Harry Angel é um herói trágico, daqueles que são atraídos inexoravelmente para a própria destruição. Envolvido num sobretudo surrado e com um revólver no bolso, caminha para seu destino com passos firmes, afinal ele conhece muito bem a cidade. “Detetives são como motoristas de táxi. Nós incorporamos a geografia ao trabalho”, responde para a mocinha agarrada ao braço. Seguimos Angel por avenidas pulsantes, vielas infectas, becos violentos e bairros de péssima reputação. Testemunhamos seus métodos questionáveis para a extração de informações. Rimos nervosamente com seu humor destemido. Tememos pela verdade que ele procura…
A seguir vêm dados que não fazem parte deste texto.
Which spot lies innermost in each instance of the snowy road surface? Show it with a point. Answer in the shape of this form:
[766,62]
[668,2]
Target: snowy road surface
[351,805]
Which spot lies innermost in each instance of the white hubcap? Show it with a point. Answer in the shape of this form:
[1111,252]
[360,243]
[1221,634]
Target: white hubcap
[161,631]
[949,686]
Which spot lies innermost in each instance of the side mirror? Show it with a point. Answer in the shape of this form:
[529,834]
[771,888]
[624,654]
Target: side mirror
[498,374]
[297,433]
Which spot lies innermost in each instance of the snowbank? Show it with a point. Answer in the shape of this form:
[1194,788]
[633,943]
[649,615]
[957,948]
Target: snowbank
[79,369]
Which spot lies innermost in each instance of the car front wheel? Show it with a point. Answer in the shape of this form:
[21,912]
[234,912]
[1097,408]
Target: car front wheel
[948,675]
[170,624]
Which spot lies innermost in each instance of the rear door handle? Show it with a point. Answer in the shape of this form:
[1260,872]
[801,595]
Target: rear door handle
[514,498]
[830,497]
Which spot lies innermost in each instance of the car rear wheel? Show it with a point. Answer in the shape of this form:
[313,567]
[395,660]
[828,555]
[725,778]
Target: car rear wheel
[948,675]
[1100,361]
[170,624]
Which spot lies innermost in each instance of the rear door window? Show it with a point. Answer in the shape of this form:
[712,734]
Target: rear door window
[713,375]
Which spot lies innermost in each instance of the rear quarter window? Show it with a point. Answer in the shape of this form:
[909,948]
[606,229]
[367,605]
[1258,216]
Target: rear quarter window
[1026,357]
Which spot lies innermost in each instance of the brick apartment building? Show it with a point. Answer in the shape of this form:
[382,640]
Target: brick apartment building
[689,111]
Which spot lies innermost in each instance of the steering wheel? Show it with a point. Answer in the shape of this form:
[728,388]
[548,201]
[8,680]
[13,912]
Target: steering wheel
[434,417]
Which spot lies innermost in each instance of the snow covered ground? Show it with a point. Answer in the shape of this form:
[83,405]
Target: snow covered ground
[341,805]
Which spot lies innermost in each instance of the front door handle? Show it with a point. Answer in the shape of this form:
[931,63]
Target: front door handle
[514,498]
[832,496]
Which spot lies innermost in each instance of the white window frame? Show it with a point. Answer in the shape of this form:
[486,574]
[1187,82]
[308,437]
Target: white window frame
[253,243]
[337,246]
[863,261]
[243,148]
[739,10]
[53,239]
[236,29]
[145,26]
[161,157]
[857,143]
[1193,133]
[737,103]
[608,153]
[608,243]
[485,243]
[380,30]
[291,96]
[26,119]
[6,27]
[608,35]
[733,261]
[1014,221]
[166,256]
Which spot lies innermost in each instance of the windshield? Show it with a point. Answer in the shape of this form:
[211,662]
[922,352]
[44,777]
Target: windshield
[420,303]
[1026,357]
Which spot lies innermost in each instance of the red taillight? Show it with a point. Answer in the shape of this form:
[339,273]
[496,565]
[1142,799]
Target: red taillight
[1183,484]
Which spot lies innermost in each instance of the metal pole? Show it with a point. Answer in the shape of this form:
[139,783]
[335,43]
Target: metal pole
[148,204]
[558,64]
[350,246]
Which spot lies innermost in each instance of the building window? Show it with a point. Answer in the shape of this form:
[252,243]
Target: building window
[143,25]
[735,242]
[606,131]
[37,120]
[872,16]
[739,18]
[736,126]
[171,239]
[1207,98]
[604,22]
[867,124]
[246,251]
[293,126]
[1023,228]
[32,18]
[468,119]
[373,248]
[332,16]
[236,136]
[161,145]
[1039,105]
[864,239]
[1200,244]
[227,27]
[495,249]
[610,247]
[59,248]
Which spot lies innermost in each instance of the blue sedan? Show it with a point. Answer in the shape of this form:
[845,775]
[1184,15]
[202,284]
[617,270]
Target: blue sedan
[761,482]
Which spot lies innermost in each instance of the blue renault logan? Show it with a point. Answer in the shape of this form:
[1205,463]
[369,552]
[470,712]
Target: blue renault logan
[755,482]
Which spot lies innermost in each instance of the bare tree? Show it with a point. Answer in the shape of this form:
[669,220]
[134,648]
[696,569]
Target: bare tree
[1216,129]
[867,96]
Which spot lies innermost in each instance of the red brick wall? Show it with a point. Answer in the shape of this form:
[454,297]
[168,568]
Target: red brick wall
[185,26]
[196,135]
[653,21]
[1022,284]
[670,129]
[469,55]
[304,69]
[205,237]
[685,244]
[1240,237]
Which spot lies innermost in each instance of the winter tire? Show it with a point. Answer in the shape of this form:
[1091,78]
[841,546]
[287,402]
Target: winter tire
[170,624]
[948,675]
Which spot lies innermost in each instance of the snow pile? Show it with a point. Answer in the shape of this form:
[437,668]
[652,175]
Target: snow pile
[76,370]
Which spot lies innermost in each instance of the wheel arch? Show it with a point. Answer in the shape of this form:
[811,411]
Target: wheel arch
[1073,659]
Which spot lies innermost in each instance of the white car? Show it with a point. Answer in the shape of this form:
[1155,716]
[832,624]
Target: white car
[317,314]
Como nas boas histórias policiais, a visão do leitor fica constantemente nublada. Isso quando não nos distraímos com rituais demoníacos ou tropeçamos em cadáveres. Aviso de amigo: “Coração Satânico” não é para principiantes. Requer estômago e sangue frio. Nas suas páginas estão alguns dos ingredientes mais elementares da literatura policial: alguém em busca de uma verdade incômoda, delicada e perigosa, nadando num redemoinho de sangue e morte. Há clichês também, como uma sexta-feira 13 e um prédio de número 666. Mas podemos atribuir isso a um Hjortsberg irônico e mordaz, divertindo-se ao mexer as cordinhas de suas marionetes.
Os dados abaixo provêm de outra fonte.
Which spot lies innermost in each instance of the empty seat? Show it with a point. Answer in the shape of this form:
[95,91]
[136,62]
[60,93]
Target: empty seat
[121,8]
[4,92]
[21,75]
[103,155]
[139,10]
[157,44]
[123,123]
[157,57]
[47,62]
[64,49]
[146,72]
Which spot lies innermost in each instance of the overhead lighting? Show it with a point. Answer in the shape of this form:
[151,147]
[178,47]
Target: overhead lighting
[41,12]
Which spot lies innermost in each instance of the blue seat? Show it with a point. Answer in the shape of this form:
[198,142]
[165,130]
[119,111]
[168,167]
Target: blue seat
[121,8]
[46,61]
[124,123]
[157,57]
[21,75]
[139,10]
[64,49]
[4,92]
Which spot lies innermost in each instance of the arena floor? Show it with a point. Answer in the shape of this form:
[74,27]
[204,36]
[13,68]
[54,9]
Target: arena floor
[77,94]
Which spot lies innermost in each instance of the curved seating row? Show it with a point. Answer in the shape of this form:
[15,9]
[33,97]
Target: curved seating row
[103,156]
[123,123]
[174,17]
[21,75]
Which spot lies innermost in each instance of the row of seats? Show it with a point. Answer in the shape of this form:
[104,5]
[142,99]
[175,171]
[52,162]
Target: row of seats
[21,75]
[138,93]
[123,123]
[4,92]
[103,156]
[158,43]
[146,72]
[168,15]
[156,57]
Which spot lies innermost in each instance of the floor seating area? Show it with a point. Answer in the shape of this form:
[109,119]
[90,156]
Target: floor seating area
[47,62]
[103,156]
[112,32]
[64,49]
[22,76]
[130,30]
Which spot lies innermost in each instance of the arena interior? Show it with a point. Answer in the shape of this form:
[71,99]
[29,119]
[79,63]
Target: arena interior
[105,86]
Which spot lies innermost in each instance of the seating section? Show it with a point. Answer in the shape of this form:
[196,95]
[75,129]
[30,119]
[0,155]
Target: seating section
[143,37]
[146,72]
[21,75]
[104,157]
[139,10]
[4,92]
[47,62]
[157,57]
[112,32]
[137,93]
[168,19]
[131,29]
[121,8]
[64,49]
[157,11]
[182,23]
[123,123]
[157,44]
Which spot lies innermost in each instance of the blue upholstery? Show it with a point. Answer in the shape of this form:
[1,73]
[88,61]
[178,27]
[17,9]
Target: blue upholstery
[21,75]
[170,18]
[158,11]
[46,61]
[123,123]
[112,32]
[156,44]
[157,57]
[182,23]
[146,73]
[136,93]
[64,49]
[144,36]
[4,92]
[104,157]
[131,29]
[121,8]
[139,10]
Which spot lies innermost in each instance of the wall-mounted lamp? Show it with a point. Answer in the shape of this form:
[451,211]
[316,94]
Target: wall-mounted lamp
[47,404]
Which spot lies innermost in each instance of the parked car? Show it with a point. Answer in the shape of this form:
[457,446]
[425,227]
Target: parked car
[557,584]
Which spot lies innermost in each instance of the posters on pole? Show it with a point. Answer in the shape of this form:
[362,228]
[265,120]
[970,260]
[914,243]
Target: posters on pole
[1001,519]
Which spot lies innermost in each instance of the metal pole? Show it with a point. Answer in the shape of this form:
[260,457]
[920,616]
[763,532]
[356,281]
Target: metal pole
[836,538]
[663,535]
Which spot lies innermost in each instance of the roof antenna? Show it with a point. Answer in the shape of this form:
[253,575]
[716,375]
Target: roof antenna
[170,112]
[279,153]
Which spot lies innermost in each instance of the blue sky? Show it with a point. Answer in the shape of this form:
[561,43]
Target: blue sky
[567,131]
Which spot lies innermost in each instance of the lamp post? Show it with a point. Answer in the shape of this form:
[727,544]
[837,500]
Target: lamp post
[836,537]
No Brasil, o livro foi originalmente lançado em 1987, mesmo ano em que a história chegou ao cinema. O filme de Alan Parker é uma adaptação bastante fiel ao livro, embora a escalação de Mickey Rourke para o papel do detetive contrarie um pouco a descrição do personagem, nitidamente mais velho na história. Mas Rourke era lindo e estava na moda… Um luxo adicional é contar com Robert De Niro na pele do intrigante Louis Cyphre.
Duas notas curiosas:
1) O romance é resultado de um conto escrito por Hjortsberg na adolescência, mas aquela ideia demoníaca nunca abandonou sua mente. Era necessário esticar a jornada daquele homem assombrado pelas poucas lembranças do passado.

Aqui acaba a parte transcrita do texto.